Os acontecimentos do passar dos dias o perturbam.
Sente sua vida como que dando uma guinada para trás, não para voltar aos tempos passados, mas para retornar aos revoltosos desejos de uma busca incessante, sem fim, mas a coisas ocultas no seu ser, tais como correr atrás dos seus maiores e mais reais sonhos, como a felicidade que deseja a todo custo conquistar.
Com Dana presa em seus braços tenta colocar as idéias em ordem.
- Mulder... - ela balbucia.
- Sim, Scully.
- Por favor, me fala...
- Han... han.
- Me fala, Mulder! - suplica, chorosa.
- Mas como, Scully? Eu não posso te explicar, porque eu também não sei... ao certo!
- Mulder, você diz que vai me deixar!
Ele aperta-a mais contra seu peito.
- Não, não! Eu não disse que vou te deixar! Não, Scully! É algo que não posso explicar! Eu só sinto que vão nos separar! É isso!
Ela soluça entre seus braços. Pequena. Frágil. Como um ser desamparado, necessitado do calor de um abrigo.

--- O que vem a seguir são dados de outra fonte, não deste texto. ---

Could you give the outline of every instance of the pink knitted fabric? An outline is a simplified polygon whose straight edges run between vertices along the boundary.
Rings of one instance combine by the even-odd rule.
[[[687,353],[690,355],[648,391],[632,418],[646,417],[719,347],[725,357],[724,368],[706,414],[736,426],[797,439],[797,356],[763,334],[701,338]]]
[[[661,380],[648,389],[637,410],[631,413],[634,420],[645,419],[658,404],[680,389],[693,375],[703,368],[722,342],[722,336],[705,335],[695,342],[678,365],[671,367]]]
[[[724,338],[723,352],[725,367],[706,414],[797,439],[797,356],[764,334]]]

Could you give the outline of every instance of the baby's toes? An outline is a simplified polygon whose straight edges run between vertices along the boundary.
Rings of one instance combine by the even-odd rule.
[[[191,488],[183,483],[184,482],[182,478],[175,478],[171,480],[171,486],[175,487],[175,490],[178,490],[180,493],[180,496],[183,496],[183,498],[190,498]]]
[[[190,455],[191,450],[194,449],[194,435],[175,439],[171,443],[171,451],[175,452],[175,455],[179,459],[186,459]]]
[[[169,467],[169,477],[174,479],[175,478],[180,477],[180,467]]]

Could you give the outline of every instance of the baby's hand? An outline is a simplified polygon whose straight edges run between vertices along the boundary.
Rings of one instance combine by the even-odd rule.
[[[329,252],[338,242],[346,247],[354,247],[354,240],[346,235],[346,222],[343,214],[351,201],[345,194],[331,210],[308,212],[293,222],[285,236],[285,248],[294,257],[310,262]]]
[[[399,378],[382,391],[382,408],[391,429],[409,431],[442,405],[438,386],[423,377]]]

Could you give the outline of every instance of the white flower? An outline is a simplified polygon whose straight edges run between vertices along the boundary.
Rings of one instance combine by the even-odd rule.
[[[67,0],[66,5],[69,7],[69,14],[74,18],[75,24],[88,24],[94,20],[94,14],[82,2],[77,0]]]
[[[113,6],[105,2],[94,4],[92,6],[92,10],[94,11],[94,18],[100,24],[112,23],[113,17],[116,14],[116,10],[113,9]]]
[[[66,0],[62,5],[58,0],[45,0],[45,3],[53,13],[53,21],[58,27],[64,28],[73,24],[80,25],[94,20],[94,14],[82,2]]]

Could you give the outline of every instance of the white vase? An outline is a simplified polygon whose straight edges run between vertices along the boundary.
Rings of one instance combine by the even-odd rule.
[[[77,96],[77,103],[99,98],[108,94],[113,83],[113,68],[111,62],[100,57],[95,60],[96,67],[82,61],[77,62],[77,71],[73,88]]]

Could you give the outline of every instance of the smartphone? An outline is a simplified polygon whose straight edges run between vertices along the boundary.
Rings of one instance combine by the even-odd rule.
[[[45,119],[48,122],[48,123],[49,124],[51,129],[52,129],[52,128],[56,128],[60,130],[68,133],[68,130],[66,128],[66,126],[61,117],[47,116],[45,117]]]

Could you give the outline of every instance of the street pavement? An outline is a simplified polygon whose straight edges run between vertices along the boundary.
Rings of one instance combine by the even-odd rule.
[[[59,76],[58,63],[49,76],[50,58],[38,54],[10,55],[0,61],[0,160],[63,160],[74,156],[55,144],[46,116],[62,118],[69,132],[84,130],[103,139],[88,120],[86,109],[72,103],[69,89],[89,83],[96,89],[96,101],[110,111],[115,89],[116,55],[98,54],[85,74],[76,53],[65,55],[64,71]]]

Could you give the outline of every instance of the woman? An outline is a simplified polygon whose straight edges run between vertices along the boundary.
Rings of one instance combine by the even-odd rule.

- Scully... - retira-lhe os cabelos da testa, carinhoso - ... olha, eu quero te falar uma coisa... - afasta de seu peito a face dela, para melhor observá-la, amoroso - ... não vou nunca mais tocar nesse assunto...! Eu prometo.
- Você está me fazendo sofrer, Mulder!
- Não... não... quero te falar uma outra coisa. - dá rápidos beijos na face dela, no queixo, na nuca, a fim de descontrai-la.
- Eu não queria que esse papel fosse parar nas suas mãos, Scully! É um pensamento, apenas! Sabe o que? Escrever aí, desabafar um pouco nas letras colocadas num papel é um bom modo de melhorar as coisas pra mim! Estou muito perturbado, Scully! O que eu não queria que acontecesse, infelizmente foi justamente o que eu não previa! E eu não queria que você lesse, Scully! Eu não queria que você encontrasse esse papel que contém o meu desabafo!
- Mas é como uma despedida, Mulder! - ela diz, num queixume.
- Não... nunca, nunca! Eu te amo, Scully! Você sabe disso.
- Isso você diz na carta...
- Sei, Scully, sei... olha, vamos esquecer esse assunto. Vamos?
- Esquecer? Simplesmente... assim? Mulder, você está me fazendo sofrer, Mulder!
Ele aperta-a ainda com mais força entre seus braços fortes, com um gemido.
Scully deixa-se abraçar, mas sente-se ferida, queixosa.
- Por que você não me diz o que, na realidade, tem no pensamento?
Ele afasta-a para mirá-la no mais profundo dos seus olhos molhados e azuis.
O olhar perscrutante dele penetra o âmago da alma de Scully, que sente-se mais ainda atormentada.
- Scully, eu não posso falar a você o que eu mesmo não... tenho certeza... eu não sei! Eu sinto-me perdido num mundo que me traga todos os meus sentidos, Scully! E você é a minha tábua de salvação. Me ajuda, Scully! Eu não quero mais pensar nisso, atormentar-me assim... ahn? Você me ajuda?
Dana toma o rosto dele entre suas mãos.
- Às vezes você é como um menino, Mulder! Eu sempre estive do seu lado, a qualquer momento, em qualquer situação, não é? Por que me pede isso, agora? E por que não tira de sua mente essa idéia tenebrosa? Nós precisamos agora viver, Mulder! Viver nossa vida, nosso amor! Somos um do outro, agora! Por que pensar em tristezas, amarguras, em coisas desgastantes pro nosso coração?
Beija-o entre os olhos, amorosamente.
O telefone desconcentra-os, tocando estridentemente.
Mulder dirige-se à mesa e pega o aparelho. Atende.
- Mulder.
- Agente Mulder? O senhor Skinner o chama na sala dele, urgente.
- Já estou indo. Obrigado.
Pega o paletó do espaldar da cadeira.
Dana permanece estática. Seus pensamentos estão longe. Está sofrida. Cansada. Sente seu coração com pulsações alteradas.
Leva a mão à testa, como que desejando retirar, assim, todos os pensamentos desagradáveis que a torturam.
- Scully... - ele aproxima-se - ... você está bem?
- Sim. - responde, com voz cansada.
- Você não disse que ia marcar os exames? Pensei até que os tivesse feito hoje.
- Não deu, Mulder.
Ele meneia a cabeça, imperceptivelmente, concordando com o que ela diz.
- Não pode deixar pra lá, Scully!
- Eu sei, Mulder, eu sei...!
Ele afasta-se rapidamente. Sai do escritório.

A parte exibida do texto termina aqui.